Primary LanguagePythonMIT LicenseMIT

GitHub Classifier

Note: Open UserManual.html with Firefox 50 for a better Markdown representation.

Introduction

Welcome to the InformatiCup 2017 submission from the team of the University of Augsburg. Please note that this repository doesn't contain our trained classifier save-files. Training them on your own can take really long (1h+) and due to the non-deterministic nature of the traing process of most models, results can vary greatly. We recommend using the save-files from our submission.
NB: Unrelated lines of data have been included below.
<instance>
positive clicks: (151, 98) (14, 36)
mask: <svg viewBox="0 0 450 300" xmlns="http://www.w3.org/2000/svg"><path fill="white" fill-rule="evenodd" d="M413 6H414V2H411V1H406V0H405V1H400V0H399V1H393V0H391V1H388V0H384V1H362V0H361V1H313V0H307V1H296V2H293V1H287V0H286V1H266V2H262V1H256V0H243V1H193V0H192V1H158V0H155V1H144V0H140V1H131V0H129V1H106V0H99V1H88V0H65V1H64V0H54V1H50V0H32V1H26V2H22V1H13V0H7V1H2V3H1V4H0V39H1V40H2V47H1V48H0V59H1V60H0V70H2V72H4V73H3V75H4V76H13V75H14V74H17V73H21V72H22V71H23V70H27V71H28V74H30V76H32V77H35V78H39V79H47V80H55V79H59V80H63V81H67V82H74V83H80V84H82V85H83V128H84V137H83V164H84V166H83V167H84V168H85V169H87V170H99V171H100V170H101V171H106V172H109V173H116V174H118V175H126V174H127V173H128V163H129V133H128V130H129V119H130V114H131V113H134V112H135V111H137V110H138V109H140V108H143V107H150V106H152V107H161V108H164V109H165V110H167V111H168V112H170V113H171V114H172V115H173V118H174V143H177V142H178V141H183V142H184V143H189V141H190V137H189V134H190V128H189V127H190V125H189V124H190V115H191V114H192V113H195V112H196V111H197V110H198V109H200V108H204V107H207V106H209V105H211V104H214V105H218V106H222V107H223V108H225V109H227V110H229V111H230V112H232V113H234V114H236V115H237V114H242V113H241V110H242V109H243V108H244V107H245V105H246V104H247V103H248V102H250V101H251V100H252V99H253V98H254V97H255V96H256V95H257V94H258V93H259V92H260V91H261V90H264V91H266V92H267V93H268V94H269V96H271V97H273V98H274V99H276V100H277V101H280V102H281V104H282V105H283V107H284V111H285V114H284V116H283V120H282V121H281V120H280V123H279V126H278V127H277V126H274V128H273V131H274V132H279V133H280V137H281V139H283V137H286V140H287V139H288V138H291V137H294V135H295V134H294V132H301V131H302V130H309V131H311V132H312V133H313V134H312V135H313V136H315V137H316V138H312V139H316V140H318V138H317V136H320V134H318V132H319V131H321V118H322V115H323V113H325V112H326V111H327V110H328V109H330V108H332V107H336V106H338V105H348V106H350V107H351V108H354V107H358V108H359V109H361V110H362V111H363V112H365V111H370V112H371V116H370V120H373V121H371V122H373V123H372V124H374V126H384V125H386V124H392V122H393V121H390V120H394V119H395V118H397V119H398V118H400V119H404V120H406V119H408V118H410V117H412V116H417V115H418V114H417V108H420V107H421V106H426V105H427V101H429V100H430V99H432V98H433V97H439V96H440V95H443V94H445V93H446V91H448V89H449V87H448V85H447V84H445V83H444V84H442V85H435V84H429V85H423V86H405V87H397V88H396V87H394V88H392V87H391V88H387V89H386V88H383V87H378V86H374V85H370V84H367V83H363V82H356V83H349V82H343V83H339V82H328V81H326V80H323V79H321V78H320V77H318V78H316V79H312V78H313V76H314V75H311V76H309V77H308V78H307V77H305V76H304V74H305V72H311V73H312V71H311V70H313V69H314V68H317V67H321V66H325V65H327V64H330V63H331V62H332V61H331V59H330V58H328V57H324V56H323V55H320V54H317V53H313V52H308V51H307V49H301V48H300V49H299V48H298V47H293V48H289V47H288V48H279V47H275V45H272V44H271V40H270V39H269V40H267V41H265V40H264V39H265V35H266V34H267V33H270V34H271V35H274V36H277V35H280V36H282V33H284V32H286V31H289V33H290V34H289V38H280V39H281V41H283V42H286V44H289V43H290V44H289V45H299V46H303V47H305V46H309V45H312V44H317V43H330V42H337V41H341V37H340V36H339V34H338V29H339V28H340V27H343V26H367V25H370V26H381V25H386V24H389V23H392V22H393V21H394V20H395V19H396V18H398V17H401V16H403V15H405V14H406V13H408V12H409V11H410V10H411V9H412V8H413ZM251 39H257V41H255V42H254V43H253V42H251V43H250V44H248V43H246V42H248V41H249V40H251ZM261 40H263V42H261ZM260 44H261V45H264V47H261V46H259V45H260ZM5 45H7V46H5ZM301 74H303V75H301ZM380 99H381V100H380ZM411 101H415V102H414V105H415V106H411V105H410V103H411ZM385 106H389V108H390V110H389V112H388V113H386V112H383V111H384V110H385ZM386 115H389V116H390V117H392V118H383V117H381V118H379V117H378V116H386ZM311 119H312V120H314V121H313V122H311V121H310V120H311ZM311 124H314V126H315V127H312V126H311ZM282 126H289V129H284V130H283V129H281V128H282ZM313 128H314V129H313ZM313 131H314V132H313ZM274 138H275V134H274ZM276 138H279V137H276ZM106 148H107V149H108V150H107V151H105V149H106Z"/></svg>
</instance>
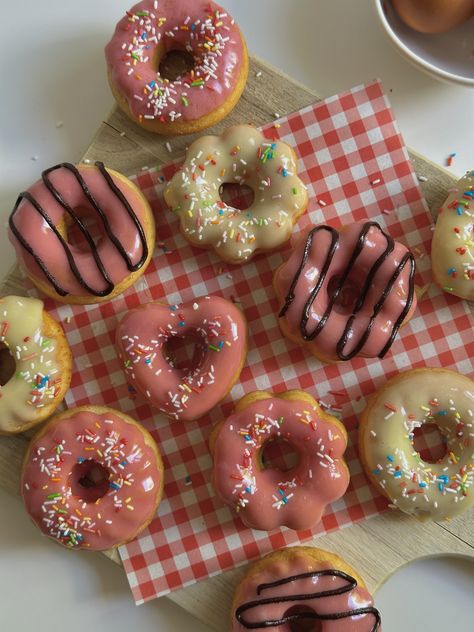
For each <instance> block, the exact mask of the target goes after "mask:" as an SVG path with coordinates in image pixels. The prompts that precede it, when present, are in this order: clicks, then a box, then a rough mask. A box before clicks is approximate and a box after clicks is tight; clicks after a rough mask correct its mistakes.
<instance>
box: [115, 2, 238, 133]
mask: <svg viewBox="0 0 474 632" xmlns="http://www.w3.org/2000/svg"><path fill="white" fill-rule="evenodd" d="M155 7H156V8H155ZM144 12H146V14H147V15H137V14H139V13H144ZM164 19H165V21H163V20H164ZM158 45H160V46H164V50H165V52H169V51H170V50H186V51H188V52H190V53H191V54H192V55H193V56H194V58H195V61H196V66H195V68H194V74H192V75H191V74H189V73H188V75H186V76H184V77H181V78H178V79H177V80H175V81H171V82H166V81H165V82H163V80H162V79H161V77H160V74H159V72H157V68H156V60H155V56H156V49H157V47H158ZM243 47H244V45H243V41H242V37H241V35H240V30H239V28H238V26H237V25H236V24H235V23H234V21H233V20H232V18H231V17H230V16H229V15H228V14H227V13H226V12H225V10H224V9H222V8H221V7H220V6H219V5H218V4H216V3H214V2H210V1H209V0H179V2H178V1H176V0H159V2H153V0H143V2H139V3H138V4H136V5H135V6H134V7H132V9H130V11H129V12H127V15H126V16H124V17H123V18H122V19H121V20H120V22H119V23H118V24H117V27H116V29H115V33H114V35H113V37H112V39H111V40H110V42H109V43H108V44H107V46H106V49H105V56H106V60H107V66H108V69H109V72H110V73H111V76H112V81H113V83H114V84H115V85H116V86H117V87H118V89H119V91H120V92H121V93H122V94H123V95H124V96H125V98H126V99H127V101H128V105H129V107H130V109H131V111H132V114H133V115H134V116H135V117H137V118H142V117H143V118H145V119H155V118H156V119H159V120H162V121H174V120H176V119H179V118H182V119H183V120H187V121H191V120H196V119H199V118H201V117H202V116H204V115H205V114H208V113H209V112H211V111H213V110H214V109H216V108H218V107H219V106H221V105H222V104H223V103H224V102H225V101H226V100H227V99H228V98H229V96H230V94H231V93H232V92H233V91H234V89H235V87H236V83H237V80H238V77H239V65H240V61H241V59H242V56H243V52H244V51H243ZM201 80H202V81H203V82H204V83H203V85H196V82H201ZM193 83H194V85H193ZM158 91H159V92H158Z"/></svg>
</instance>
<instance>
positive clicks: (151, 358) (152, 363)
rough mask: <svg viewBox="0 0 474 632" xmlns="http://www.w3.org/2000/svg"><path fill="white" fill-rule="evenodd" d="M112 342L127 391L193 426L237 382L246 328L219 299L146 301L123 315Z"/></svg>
mask: <svg viewBox="0 0 474 632" xmlns="http://www.w3.org/2000/svg"><path fill="white" fill-rule="evenodd" d="M115 340H116V347H117V351H118V355H119V358H120V360H121V362H122V363H123V368H124V370H125V373H126V375H127V378H128V380H129V382H130V384H131V386H132V387H133V388H136V390H138V391H139V392H140V393H141V394H142V395H143V396H144V397H145V398H146V399H147V400H148V401H149V402H150V404H151V405H152V406H155V407H156V408H158V409H159V410H161V411H162V412H163V413H165V414H166V415H167V416H168V417H170V418H171V419H174V420H180V421H192V420H194V419H199V418H200V417H202V416H203V415H205V414H206V413H208V412H209V411H210V410H211V409H212V408H213V407H214V406H215V405H216V404H218V403H219V402H220V401H221V400H222V399H223V398H224V397H225V396H226V395H227V393H228V392H229V391H230V389H231V388H232V386H233V385H234V384H235V382H236V381H237V379H238V378H239V375H240V372H241V370H242V367H243V364H244V362H245V358H246V355H247V323H246V320H245V316H244V315H243V313H242V312H241V311H240V309H239V308H238V307H237V306H236V305H235V304H234V303H232V302H231V301H228V300H226V299H224V298H221V297H219V296H205V297H203V298H198V299H195V300H194V301H193V302H192V303H184V304H182V305H166V304H163V303H159V302H151V303H146V304H144V305H141V306H140V307H137V308H136V309H133V310H130V311H129V312H128V313H127V314H126V316H125V317H124V318H123V319H122V320H121V322H120V323H119V325H118V327H117V332H116V339H115ZM186 347H188V348H189V349H188V350H190V351H191V353H186Z"/></svg>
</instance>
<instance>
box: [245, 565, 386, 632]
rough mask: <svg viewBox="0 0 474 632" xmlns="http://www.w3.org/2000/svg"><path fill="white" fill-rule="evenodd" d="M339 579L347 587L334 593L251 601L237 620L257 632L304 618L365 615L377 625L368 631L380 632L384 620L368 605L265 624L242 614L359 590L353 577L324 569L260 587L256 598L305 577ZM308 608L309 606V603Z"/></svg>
mask: <svg viewBox="0 0 474 632" xmlns="http://www.w3.org/2000/svg"><path fill="white" fill-rule="evenodd" d="M324 576H326V577H327V576H329V577H339V578H340V579H343V580H344V581H345V582H346V584H345V585H342V586H340V587H339V588H335V589H333V590H323V591H320V592H313V593H306V594H298V595H282V596H278V597H268V598H265V599H255V600H253V601H248V602H247V603H244V604H242V605H240V606H239V607H238V608H237V609H236V611H235V618H236V619H237V621H238V622H239V623H240V624H241V625H243V626H244V628H246V629H247V630H257V629H261V628H273V627H278V626H281V625H285V624H286V623H290V622H291V621H301V620H304V619H312V620H319V621H336V620H340V619H349V618H352V617H356V616H362V615H372V616H373V618H374V623H373V625H372V627H371V628H370V630H367V632H377V630H379V629H380V624H381V617H380V613H379V611H378V610H377V609H376V608H374V607H372V606H366V607H363V608H355V609H354V610H347V611H342V612H334V613H331V614H320V613H318V612H316V611H315V610H313V611H302V612H295V613H293V614H289V615H283V617H281V618H280V619H273V620H272V619H264V620H263V621H247V620H246V619H245V618H244V616H243V614H244V613H245V612H247V611H249V610H253V609H255V608H258V607H260V606H266V605H269V604H284V603H293V602H299V601H311V600H313V599H324V598H325V597H335V596H338V595H342V594H344V593H348V592H351V591H352V590H354V588H356V587H357V580H355V579H354V578H353V577H351V576H350V575H347V574H346V573H344V572H343V571H339V570H336V569H331V570H323V571H314V572H308V573H301V574H299V575H292V576H291V577H285V578H284V579H280V580H278V581H275V582H272V583H268V584H260V585H259V586H257V595H260V594H261V593H262V592H263V591H264V590H268V589H269V588H275V587H277V586H283V585H285V584H288V583H291V582H294V581H298V580H301V579H306V578H314V577H324ZM306 605H307V604H306Z"/></svg>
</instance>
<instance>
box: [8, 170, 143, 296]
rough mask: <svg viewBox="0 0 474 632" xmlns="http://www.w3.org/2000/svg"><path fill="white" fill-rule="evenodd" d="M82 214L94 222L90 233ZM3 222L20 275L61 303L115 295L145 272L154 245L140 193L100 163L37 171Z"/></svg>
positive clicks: (120, 177) (82, 214)
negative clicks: (29, 280) (8, 232)
mask: <svg viewBox="0 0 474 632" xmlns="http://www.w3.org/2000/svg"><path fill="white" fill-rule="evenodd" d="M88 220H91V221H94V222H95V223H96V229H97V233H98V236H97V238H95V239H94V237H95V235H94V234H93V233H91V232H90V230H91V227H90V223H89V222H88ZM9 228H10V230H9V238H10V241H11V242H12V244H13V245H14V246H15V250H16V254H17V257H18V260H19V262H20V264H21V265H22V267H23V269H24V271H25V273H26V274H27V275H28V277H29V278H30V279H31V281H32V282H33V283H34V284H35V285H36V287H38V288H39V289H40V290H41V291H42V292H44V294H46V295H47V296H51V297H52V298H54V299H56V300H57V301H61V302H63V303H81V304H84V303H86V304H90V303H99V302H101V301H107V300H110V299H112V298H114V297H115V296H117V295H118V294H121V293H122V292H123V291H124V290H126V289H127V288H128V287H129V286H130V285H132V284H133V283H135V281H136V280H137V279H138V277H140V276H141V275H142V274H143V272H144V271H145V269H146V267H147V265H148V263H149V262H150V259H151V255H152V252H153V247H154V243H155V221H154V218H153V214H152V211H151V208H150V205H149V204H148V202H147V201H146V199H145V197H144V195H143V194H142V192H141V191H140V190H139V189H138V188H137V187H136V186H135V185H134V184H133V183H132V182H131V181H130V180H128V178H126V177H125V176H123V175H121V174H120V173H118V172H117V171H113V170H112V169H106V168H105V166H104V164H103V163H102V162H96V163H95V165H78V166H77V167H76V166H74V165H72V164H70V163H68V162H63V163H61V164H58V165H55V166H54V167H50V168H49V169H46V170H45V171H43V173H42V174H41V180H38V181H37V182H35V183H34V184H33V185H32V186H31V187H30V188H29V189H28V190H27V191H24V192H23V193H20V195H19V197H18V200H17V202H16V204H15V207H14V208H13V211H12V212H11V214H10V218H9ZM71 235H73V236H74V242H73V243H71ZM76 241H77V243H76Z"/></svg>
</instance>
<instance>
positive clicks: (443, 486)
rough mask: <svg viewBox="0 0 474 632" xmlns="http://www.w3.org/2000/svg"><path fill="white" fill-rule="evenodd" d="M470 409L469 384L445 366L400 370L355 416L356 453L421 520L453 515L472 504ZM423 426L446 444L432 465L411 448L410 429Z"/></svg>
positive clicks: (410, 431)
mask: <svg viewBox="0 0 474 632" xmlns="http://www.w3.org/2000/svg"><path fill="white" fill-rule="evenodd" d="M473 411H474V382H473V381H472V380H470V379H469V378H468V377H466V376H464V375H460V374H459V373H456V372H455V371H448V370H447V369H428V368H424V369H413V370H410V371H404V372H403V373H400V374H398V375H395V376H394V377H392V378H391V379H390V380H389V381H388V382H387V383H386V384H385V385H384V386H383V387H382V388H381V389H379V390H378V391H377V392H376V393H375V394H374V395H373V396H372V397H371V399H370V400H369V402H368V404H367V407H366V409H365V410H364V412H363V413H362V417H361V420H360V429H359V453H360V457H361V460H362V463H363V465H364V468H365V471H366V473H367V476H368V477H369V478H370V479H371V481H372V482H373V483H374V484H375V485H376V486H377V487H378V488H379V489H380V490H381V491H382V493H383V494H385V496H387V498H389V499H390V502H391V503H392V506H394V507H396V508H398V509H400V510H401V511H404V512H405V513H408V514H412V515H414V516H415V517H417V518H420V519H422V520H423V519H429V518H431V519H433V520H444V519H449V518H453V517H454V516H456V515H458V514H460V513H461V512H462V511H464V510H466V509H468V507H472V505H473V504H474V495H473V493H472V489H471V488H472V484H473V482H474V470H473V454H472V452H473V450H472V439H471V436H472V425H473V421H474V418H473V415H474V413H473ZM424 424H435V425H436V426H437V428H438V430H439V432H440V433H441V435H442V436H443V438H444V440H445V442H446V454H445V456H444V457H443V458H441V459H440V460H439V461H438V462H437V463H431V462H426V461H424V460H423V458H422V457H421V454H419V453H418V452H417V451H416V449H415V447H414V437H415V435H414V432H415V429H416V428H419V427H420V426H423V425H424ZM425 458H426V457H425Z"/></svg>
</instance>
Update 13.03.17: We did it!


Photo credit: GI

Yeah! We have been chosen the winning team of the InformatiCup 2017 challenge, what a great honor. Time to say thank you to:

  • The Gesellschaft für Informatik for hosting and organizing such a great challenge - keep it up!
  • The chair of Organic Computing with Jörg Hähner
  • The sponsoring companies
  • Moreover: Our competitors - we saw many great solutions back at the BTW, it was nice meeting you!

See you next year :-)

Classification Goals and Restrictions

GitHub is a place where everyone is able to create new repositories, and nobody is asked to keep them assignable to one and only one class given by the InformatiCup guidelines. As a matter of facts, we chose not to make our life easy and had long discussions for many train samples - and labeled them based on nuances, which won't be easy to imitate by a machine learning tool. The very first 5 train samples per class have been given by the Appendix A, which we then increased with both Stream Based and Pool Based Active Learning. As we kept classifying manually, we saw that a grand part of our input samples would possibly fit in two or more classes (for instance DOCS and EDU) - it is therefore unlikely to reach a near perfect precision score.

Over the time we tried out many different approaches to use varying algorithms on partitions of our feature set. We could observe a natural limitation for single classifiers at precisions around ~ 60%. For comparison only:

  • Assume every sample would basically fit into two classes, but has been manually classified as one of those
  • Random classification would reach 1/7 precision, thus 14% accuracy
  • If the classifier would identify the two possible classes and chose a random one, precision would be 50%
  • 60% would mean in this abstract example, that possible classes are being spotted and the classifier tends to the correct class

This comparison is far from being close to reality, but does justice to the underlying evaluation problem.

To surpass that boundary of ~ 60%, we made use of an Ensemble learning module that combines the decisions of other modules to a final, more accurate one. All that combined - AL, modularisation, a train set with > 2000 samples and Ensemble Learning brought us to a total F-score M (each class weighted equally) of ~ 65%.

You can read further about our goals in Documentation/Documentation.md or open the file Documentation.pdf for a bundled documentation.

Component Correlation

Because of the need of a shared information base and the dependency on the GitHub API, we decided to encapsulate a few main concepts and connect them through few well defined interfaces. This leaves us basically with a remote backend system and multiple client applications.

The Backend

Whenever we gather information for a repository, about 10-100 of GitHub's API-calls (limited to 5000) are being used. In order to get along with this limitation we decided to set up an isolated remote LAMP server which is able to mine and store random repositories in a dedicated MySQL database. This gives us the freedom to work on and extend the same information base while running different clients in separated networks.

More about the database structure and PHP services can be read in Documentation/API.md.

The Client Application

The software actually containing the classification modules, feature extraction and GUI representation is located inside the ./Application folder and can be run OS-independent on your local machine. It is designed following the MVC pattern with Python running the heartbeat and Bottle offering services and files to the Frontend. The best of all: New classifiers can be easily embedded into the system just by being added to Models/ClassificationModules.

The frontend is where all the fun starts, so don't hesitate following the Installation Guideline - there is an introduction to the GUI as well in Documentation/Frontend Manual.md.

Client Installation

Please select Documentation/Installation Manual.md on top of the page to get the Frontend running.